SERAYUNEWS – Kabar menggembirakan datang dari Tanah Suci. Sebanyak 1.282 jemaah haji asal Kabupaten Cilacap dilaporkan telah menyelesaikan seluruh rangkaian utama ibadah haji di Makkah. Saat ini para jemaah tinggal menunggu tahapan akhir sebelum diberangkatkan ke Madinah dan selanjutnya kembali ke Indonesia pada akhir Juni 2026.
Kepala Kantor Kementerian Haji dan Umrah (Kemenhaj) Kabupaten Cilacap, Banu Tolib, mengatakan seluruh jemaah asal Cilacap telah menuntaskan rangkaian ibadah wajib dan rukun haji, mulai dari wukuf di Arafah hingga tawaf ifadah.
“Alhamdulillah sampai dengan saat ini sudah terlaporkan seluruh jemaah haji Kabupaten Cilacap menyelesaikan rangkaian ibadah haji, mulai dari Arafah, Muzdalifah, Mina, Jamarat, tawaf ifadah, sai, hingga tahalul sani. Tinggal nanti melaksanakan tawaf wada menjelang keberangkatan ke Madinah,” kata Banu Tolib, Kamis (4/6/2026).
Saat ini, para jemaah masih berada di Makkah dan menempati sektor masing-masing sesuai pengaturan petugas haji. Selama menunggu jadwal keberangkatan ke Madinah, banyak jemaah memanfaatkan waktu untuk memperbanyak ibadah, termasuk melaksanakan umrah sunah dan salat berjamaah di Masjidil Haram.
Meski demikian, Banu mengingatkan agar jemaah tetap memperhatikan kondisi kesehatan. Bagi mereka yang kurang fit, disarankan untuk beribadah di masjid yang berada di sekitar pemondokan agar kondisi fisik tetap terjaga hingga waktu kepulangan tiba.
“Jemaah yang kondisinya sehat masih bisa melaksanakan ibadah di Masjidil Haram. Namun bagi yang kurang fit, kami sarankan tetap berada di sektor masing-masing dan beribadah di lokasi yang lebih dekat agar kesehatannya tetap terjaga,” ujarnya.
Menurut Banu, proses pergerakan jemaah dari Makkah menuju Madinah dijadwalkan berlangsung secara bertahap pada 15 hingga 17 Juni 2026. Setelah menyelesaikan masa tinggal di Madinah, para jemaah akan diterbangkan kembali ke Indonesia mulai 27 Juni 2026 sesuai jadwal kelompok terbang masing-masing.
Jemaah haji asal Cilacap sendiri diberangkatkan melalui sejumlah kelompok terbang (kloter).
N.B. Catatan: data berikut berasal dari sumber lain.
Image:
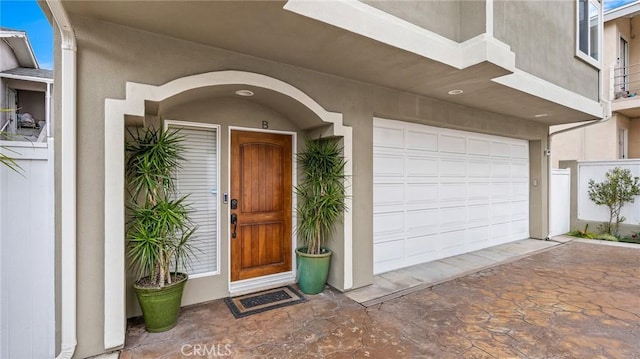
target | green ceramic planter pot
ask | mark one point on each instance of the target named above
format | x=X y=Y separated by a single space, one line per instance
x=313 y=270
x=161 y=306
Mayoritas tergabung dalam Kloter 76, 77, 78, 79, dan 80, sedangkan sebagian lainnya masuk Kloter 81. Selain itu, terdapat beberapa jemaah yang bergabung dengan kloter berbeda, seperti Kloter 38 dan Kloter 42.
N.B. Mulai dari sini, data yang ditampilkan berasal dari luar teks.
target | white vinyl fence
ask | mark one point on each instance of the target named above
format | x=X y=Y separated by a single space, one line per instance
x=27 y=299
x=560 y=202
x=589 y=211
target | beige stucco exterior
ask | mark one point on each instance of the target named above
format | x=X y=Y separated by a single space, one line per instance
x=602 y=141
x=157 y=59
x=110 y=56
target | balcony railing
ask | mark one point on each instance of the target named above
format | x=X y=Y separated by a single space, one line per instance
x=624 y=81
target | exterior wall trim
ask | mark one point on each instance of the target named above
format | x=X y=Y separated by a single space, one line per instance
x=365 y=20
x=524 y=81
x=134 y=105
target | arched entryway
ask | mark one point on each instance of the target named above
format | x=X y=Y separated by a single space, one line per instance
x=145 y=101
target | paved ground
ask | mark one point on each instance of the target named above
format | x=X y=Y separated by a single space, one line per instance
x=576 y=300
Banu memastikan pihaknya bersama Pemerintah Kabupaten Cilacap telah menyiapkan koordinasi untuk proses penjemputan jemaah yang kembali bersama kloter di luar rombongan utama.
“Ada beberapa jemaah yang ikut kloter lain, seperti Kloter 38 dan Kloter 42. Nanti kami akan berkoordinasi dengan pemerintah daerah untuk menjemput mereka saat tiba dan mengantarkan sampai ke rumah masing-masing,” jelasnya.
Hingga saat ini, kondisi umum jemaah haji asal Cilacap dilaporkan dalam keadaan baik. Pihak Kemenhaj Cilacap terus memantau perkembangan jemaah dan berharap seluruh proses hingga kepulangan ke tanah air berjalan lancar tanpa kendala berarti.
Banu juga menyampaikan apresiasi kepada seluruh pihak yang telah berkontribusi dalam penyelenggaraan ibadah haji tahun ini, mulai dari pemerintah daerah, petugas haji, tenaga kesehatan, hingga keluarga jemaah.
“Doakan semoga seluruh jemaah tetap sehat dan semua proses berjalan lancar sampai kembali ke tanah air. Terima kasih kepada semua pihak yang telah membantu suksesnya pelaksanaan haji tahun 2026. Semoga menjadi amal kebaikan dan menjadi motivasi bagi kami untuk memberikan pelayanan yang lebih baik di masa mendatang,” pungkasnya.